Tim Cook, chief historian at Canadian War Museum, dies


Tim Cook, the chief historian of the Canadian War Museum and the country’s “preeminent military historian,” has died, the museum announced Sunday.

Cook was “a passionate ambassador” for both the museum and Canadian military history, and his contributions to the Ottawa museum over the past two decades have been “enormous,” senior director of public affairs Yasmine Mingay said in a statement.

Cook published more than 19 books and won numerous awards, the museum said, including the Ottawa Book Award for literary non-fiction on four separate occasions.

In his 2022 book Lifeguards and Body Snatchers: Medical Care and the Fight for Survival in the Great War, Cook uncovered evidence that Canadian doctors were part of a British program that harvested organs from soldiers killed in the First World War without obtaining their consent.

“I had seen snippets of this in doctors’ letters and diaries, but I could hardly believe it,” Cook told CBC at the time. “It’s not in any of our history books. It’s not part of our history of how we treat the fallen.”

His other notable works included No Place to Run: The Canadian Corps and the Gas War in World War I and The Necessary War, Volume 1: Canadians Fighting in the Second World War: 1939-1943.

Both won the CP Stacey Award, presented annually for the best book in the field of Canadian military history.

Order of Canada

Late last year, Cook published The good alliesA deep dive into the relationship between the United States and Canada during World War II.

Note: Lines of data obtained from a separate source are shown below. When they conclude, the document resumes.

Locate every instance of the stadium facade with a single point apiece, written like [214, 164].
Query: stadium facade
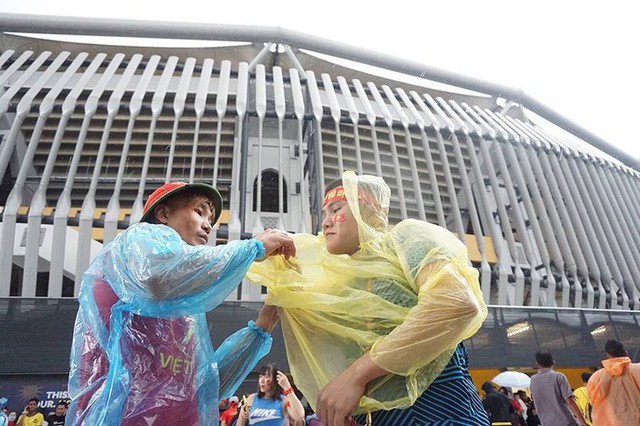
[549, 212]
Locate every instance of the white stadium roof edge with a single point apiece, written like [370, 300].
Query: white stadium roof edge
[549, 211]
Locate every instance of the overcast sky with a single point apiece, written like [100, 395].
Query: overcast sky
[579, 58]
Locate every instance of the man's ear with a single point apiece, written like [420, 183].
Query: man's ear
[161, 213]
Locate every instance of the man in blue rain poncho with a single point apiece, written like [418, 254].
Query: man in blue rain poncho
[141, 351]
[373, 317]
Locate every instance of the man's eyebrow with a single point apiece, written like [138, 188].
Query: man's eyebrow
[331, 203]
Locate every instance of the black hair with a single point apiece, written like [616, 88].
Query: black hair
[271, 370]
[614, 348]
[545, 359]
[487, 387]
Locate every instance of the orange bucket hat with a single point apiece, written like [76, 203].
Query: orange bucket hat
[170, 189]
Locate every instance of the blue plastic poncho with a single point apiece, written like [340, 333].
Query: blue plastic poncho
[141, 350]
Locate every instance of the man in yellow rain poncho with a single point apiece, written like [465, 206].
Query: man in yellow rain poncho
[373, 318]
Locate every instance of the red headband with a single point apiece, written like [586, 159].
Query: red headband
[335, 194]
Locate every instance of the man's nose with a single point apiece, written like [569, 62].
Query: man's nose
[326, 223]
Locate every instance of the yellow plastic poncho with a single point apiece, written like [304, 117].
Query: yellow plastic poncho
[409, 295]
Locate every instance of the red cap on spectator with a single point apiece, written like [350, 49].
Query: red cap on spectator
[172, 188]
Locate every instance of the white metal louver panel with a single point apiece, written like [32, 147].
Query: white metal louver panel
[89, 205]
[7, 236]
[135, 106]
[157, 103]
[64, 201]
[32, 249]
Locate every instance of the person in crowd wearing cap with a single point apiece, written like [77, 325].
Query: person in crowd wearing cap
[374, 317]
[552, 396]
[230, 413]
[58, 418]
[4, 419]
[614, 391]
[141, 351]
[275, 403]
[31, 416]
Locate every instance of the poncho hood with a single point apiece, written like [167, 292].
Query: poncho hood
[616, 366]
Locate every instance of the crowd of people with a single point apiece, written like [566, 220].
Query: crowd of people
[373, 316]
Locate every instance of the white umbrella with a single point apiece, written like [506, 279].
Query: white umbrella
[512, 379]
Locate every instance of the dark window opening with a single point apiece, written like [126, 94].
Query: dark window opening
[269, 193]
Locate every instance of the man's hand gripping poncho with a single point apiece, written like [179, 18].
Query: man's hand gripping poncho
[409, 295]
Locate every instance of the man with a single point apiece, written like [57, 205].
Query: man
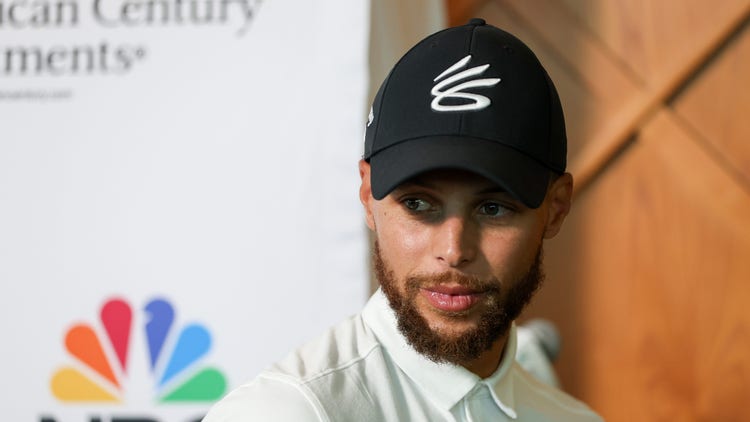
[463, 177]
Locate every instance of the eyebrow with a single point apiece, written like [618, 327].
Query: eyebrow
[419, 182]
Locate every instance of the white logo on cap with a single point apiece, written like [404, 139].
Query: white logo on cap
[479, 101]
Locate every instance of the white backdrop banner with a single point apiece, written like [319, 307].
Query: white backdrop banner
[178, 197]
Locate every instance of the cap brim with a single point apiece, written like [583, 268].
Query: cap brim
[523, 177]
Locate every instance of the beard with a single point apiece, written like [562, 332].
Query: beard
[503, 304]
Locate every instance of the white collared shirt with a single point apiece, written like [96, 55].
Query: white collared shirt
[364, 370]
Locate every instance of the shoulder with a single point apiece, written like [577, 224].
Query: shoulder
[548, 402]
[266, 398]
[300, 386]
[344, 345]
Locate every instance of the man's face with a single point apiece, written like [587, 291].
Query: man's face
[458, 259]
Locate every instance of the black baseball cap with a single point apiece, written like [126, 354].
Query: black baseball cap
[472, 97]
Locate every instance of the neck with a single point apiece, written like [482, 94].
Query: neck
[487, 363]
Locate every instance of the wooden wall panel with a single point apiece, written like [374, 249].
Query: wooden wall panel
[717, 105]
[649, 280]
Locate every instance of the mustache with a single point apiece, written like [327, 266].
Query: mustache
[415, 282]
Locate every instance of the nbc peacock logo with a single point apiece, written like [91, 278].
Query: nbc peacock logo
[101, 351]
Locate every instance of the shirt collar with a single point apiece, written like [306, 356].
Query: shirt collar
[446, 383]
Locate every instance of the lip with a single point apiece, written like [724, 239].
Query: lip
[451, 298]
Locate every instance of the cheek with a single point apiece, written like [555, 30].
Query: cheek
[402, 245]
[512, 252]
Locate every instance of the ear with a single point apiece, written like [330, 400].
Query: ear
[559, 198]
[365, 193]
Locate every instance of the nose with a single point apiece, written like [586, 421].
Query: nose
[455, 242]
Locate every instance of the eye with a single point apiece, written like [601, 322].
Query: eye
[494, 209]
[416, 204]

“As I was writing the book, I kept thinking: there are lessons [for] today. We are continually struggling to figure out: ‘How do we work with the United States? How can we do everything we can and at the same time take control of our own sovereignty?'” Cook told CBC Radio. All in one day in November 2024.

“The debate over two percent defense spending and other issues… is always with us. And yet we have been good allies.”

Cook’s numerous accolades also included receiving the Governor General’s History Award and being named a member of the Order of Canada.

The museum did not share the cause of Cook’s death.